Chapter 6 Visualizing trees in R

6.1 Creating a Newick object

Computer programs use the Newick tree format for phylogenetic trees. This format uses a series of parentheses, commas, and colons to store information about evolutionary relationships.

  • (A,B) indicates a pair of taxa that form their own group, or clade
  • ((A,B),C) indicates the next most closely related taxon to the A-B clade is taxon C
  • (A:5,B:7) tells the program (and us!) the length of the branch connecting each taxon to the node. In this case, the branch length between the node and A is 5 and the branch length for B is 7. The total distance between A and B is 5+7, or 12.
  • ((A,B),C)); tells the program the tree is complete. If the semicolon is missing at the end, the program will keep looking for information on another taxon.

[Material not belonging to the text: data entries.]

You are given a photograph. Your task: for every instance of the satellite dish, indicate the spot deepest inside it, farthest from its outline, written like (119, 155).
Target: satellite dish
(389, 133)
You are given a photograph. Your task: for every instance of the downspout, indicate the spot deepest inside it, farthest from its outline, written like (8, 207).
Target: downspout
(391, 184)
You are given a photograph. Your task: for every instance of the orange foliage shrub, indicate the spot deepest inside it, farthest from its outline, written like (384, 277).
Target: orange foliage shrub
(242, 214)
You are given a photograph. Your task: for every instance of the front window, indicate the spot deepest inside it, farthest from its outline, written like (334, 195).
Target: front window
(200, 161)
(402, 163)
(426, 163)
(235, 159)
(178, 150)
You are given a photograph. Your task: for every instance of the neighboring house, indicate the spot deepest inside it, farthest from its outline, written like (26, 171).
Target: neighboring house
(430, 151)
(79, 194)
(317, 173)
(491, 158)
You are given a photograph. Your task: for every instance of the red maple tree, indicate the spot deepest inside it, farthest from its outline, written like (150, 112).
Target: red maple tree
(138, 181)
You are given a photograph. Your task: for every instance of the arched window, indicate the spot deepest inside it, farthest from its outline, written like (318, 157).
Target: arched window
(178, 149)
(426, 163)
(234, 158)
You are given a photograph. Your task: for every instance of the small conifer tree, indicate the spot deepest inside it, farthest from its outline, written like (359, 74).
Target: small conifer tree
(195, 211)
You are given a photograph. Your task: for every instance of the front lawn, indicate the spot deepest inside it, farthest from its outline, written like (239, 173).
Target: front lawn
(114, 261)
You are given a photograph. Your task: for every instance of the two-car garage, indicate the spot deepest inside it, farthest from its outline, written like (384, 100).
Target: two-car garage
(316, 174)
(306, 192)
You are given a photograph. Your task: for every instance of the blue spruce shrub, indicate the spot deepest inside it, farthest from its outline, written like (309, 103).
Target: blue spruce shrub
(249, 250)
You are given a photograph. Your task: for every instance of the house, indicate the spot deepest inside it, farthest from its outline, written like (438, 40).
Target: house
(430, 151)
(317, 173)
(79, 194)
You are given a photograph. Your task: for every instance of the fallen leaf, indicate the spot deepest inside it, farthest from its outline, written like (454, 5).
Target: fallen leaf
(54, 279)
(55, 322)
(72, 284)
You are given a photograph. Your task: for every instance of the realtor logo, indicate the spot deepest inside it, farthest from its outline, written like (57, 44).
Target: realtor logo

For this exercise, we are going to create an R object in Newick formula that illustrates the relationships among several species of mammals.

#install.packages('ape') #this installs the ape package
#install.packages('nlme') #this installs the nlme package
library(ape) #this opens the ape package
library(nlme) #this opens the nlme package

#we first create an object that stores the tree information
mammal.1 <-  read.tree(text = "((((raccoon:19.19959,bear:6.80041):0.84600,
             weasel:18.87953):2.09460):3.87382,dog:25.46154);")

#typing the name of the object means R will tell us about it
mammal.1
## 
## Phylogenetic tree with 4 tips and 4 internal nodes.
## 
## Tip labels:
##   raccoon, bear, 
## weasel, dog
## 
## Rooted; includes branch lengths.

We now have a phylogenetic tree loaded into R.

Why is it called Newick format?

This is what Joe Felsenstein, one of the giants of the phylogenetic field, says: “The Newick Standard was adopted 26 June 1986 by an informal committee meeting convened by me during the Society for the Study of Evolution meetings in Durham, New Hampshire and consisting of James Archie, William H.E. Day, Wayne Maddison, Christopher Meacham, F. James Rohlf, David Swofford, and myself. (The committee was not an activity of the SSE nor endorsed by it). The reason for the name is that the second and final session of the committee met at Newick’s restaurant in Dover, New Hampshire, and we enjoyed the meal of lobsters. The tree representation was a generalization of one developed by Christopher Meacham in 1984 for the tree plotting programs that he wrote for the PHYLIP package while visiting Seattle. His visit was a sabbatical leave from the University of Georgia, which thus indirectly partly funded that work.”

6.2 Drawing trees

It is quite difficult for humans to quickly interpret the relationships and branch lengths in the Newick format. Luckily, R (and other phylogenetics programs) can convert Newick formats into a more understandable form.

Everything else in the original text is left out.